Colin Turner made four trips on his mobility to the refuse and glass recycling pop-up site in Te Aroha. He took the glass which he and the other residents at his block of flats had stockpiled during the COVID-19 lockdown.

While COVID-19 Alert Level 4 and 3 interrupted most recycling services around the country some councils found ways of ensuring recyclables could still be collected.

One such example is Matamata-Piako District Council which worked with its contractor, Smart Environmental, and the Glass Packaging Forum (GPF) to provide pop-up rubbish and glass recycling drop-off sites were residents could take refuse and recycle glass. The sites, at Morrinsville, Matamata and Te Aroha, proved to be a resounding success with residents recycling 14.5 tonnes of glass bottles and jars.

They also highlighted peoples’ willingness to recycle their glass, with one Te Aroha resident, Colin Turner, making four trips on his mobility scooter.
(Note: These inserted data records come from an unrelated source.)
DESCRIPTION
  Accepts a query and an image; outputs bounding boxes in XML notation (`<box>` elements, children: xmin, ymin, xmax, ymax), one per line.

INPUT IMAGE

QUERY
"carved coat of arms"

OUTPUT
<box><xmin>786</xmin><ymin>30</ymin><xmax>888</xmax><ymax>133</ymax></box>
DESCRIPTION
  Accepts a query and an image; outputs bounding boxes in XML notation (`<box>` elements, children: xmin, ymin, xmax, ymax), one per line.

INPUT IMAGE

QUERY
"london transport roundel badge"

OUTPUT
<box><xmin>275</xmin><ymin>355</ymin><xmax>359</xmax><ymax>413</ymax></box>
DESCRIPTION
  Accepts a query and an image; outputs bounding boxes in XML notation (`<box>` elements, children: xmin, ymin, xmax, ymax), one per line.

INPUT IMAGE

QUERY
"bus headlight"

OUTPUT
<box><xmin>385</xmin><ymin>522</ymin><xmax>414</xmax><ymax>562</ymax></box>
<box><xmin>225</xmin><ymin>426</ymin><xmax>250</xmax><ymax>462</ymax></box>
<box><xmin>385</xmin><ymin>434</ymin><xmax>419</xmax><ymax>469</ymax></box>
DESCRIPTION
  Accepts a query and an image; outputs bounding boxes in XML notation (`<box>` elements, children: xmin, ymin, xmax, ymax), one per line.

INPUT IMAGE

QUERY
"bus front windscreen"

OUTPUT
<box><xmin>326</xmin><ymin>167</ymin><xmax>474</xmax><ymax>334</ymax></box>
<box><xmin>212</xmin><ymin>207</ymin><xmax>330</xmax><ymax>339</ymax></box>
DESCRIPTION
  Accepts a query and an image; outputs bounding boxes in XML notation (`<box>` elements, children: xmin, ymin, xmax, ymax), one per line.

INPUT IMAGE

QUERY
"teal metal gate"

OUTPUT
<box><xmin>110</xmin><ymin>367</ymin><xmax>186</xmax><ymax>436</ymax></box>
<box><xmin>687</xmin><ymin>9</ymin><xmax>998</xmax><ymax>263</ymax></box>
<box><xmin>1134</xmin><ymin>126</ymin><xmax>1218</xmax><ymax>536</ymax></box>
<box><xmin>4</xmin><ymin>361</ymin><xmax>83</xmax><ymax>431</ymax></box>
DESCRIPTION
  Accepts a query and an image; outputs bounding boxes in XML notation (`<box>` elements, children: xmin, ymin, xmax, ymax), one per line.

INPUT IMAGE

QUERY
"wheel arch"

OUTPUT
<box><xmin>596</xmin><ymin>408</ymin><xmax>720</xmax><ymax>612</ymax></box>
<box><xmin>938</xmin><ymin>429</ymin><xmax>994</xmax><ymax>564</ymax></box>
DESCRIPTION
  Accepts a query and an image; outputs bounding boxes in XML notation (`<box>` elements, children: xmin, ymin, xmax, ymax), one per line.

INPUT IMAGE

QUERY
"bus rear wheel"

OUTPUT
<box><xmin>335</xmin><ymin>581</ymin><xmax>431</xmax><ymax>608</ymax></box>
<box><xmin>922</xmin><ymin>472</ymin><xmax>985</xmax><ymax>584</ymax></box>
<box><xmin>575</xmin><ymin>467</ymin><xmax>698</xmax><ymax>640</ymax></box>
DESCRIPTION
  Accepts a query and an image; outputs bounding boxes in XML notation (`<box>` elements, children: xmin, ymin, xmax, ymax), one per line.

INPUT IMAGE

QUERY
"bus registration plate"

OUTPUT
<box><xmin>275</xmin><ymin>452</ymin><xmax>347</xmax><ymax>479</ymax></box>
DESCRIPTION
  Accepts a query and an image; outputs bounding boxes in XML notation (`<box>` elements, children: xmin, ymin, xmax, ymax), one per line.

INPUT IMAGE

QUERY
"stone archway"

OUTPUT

At “81-years-young” Colin took not only his glass but that which the other residents at his block of flats had been stockpiling.

“They are all pensioners like me, so I offered to take their glass for them,” Colin says.

A grant of $6,000 from the GPF helped the council’s contractor provide a mixed-glass recycling bin and staff to manage social distancing at the sites. The sites were open for four hours a week during April, with the last held on Tuesday, 5 May.

“Residents and ratepayers could bring their rubbish to the sites and dispose of it in compactor trucks, and thanks to the GPF, could also recycle their glass bottles and jars,” says Matamata-Piako District Council Group Manager Service Delivery, Fiona Vessey.

“When we’re working towards a zero-waste target, many people in the community find it difficult to think that all their recycling is going to landfill, so being able to come along and recycle their glass was great bonus and is an option many parts of New Zealand didn’t have during the lockdown. Every bit of rubbish diverted from landfill makes a difference, so we’re really grateful to the Glass Packaging Forum for funding this,” Fiona says.

The collected glass will be processed into its three main colours (green, brown, clear) before being used to make new bottles at the country’s only glass container manufacturer, O-I New Zealand, in Auckland.

GPF Scheme Manager Dominic Salmon says while the Ministry for the Environment declared recycling an essential service, it left the decision to collect and process recycling up to councils and contractors.

“We sympathise with councils and contracts as this was a very challenging period, so it’s great to see thinking outside the box, which ensured glass recycling is still available. We are here to work with councils and contractors to keep glass recycling going and, as we move forward, to innovate and build resilience against future crises,” he says.

The GPF’s May funding application round for grants is currently open, with a focus on getting glass recycling back up and running as well as future-proof recycling systems, Dominic says.

The GPF has to date funded over $3.5 million in grants for infrastructure, machinery, public place recycling, and research which results in less glass going to landfill.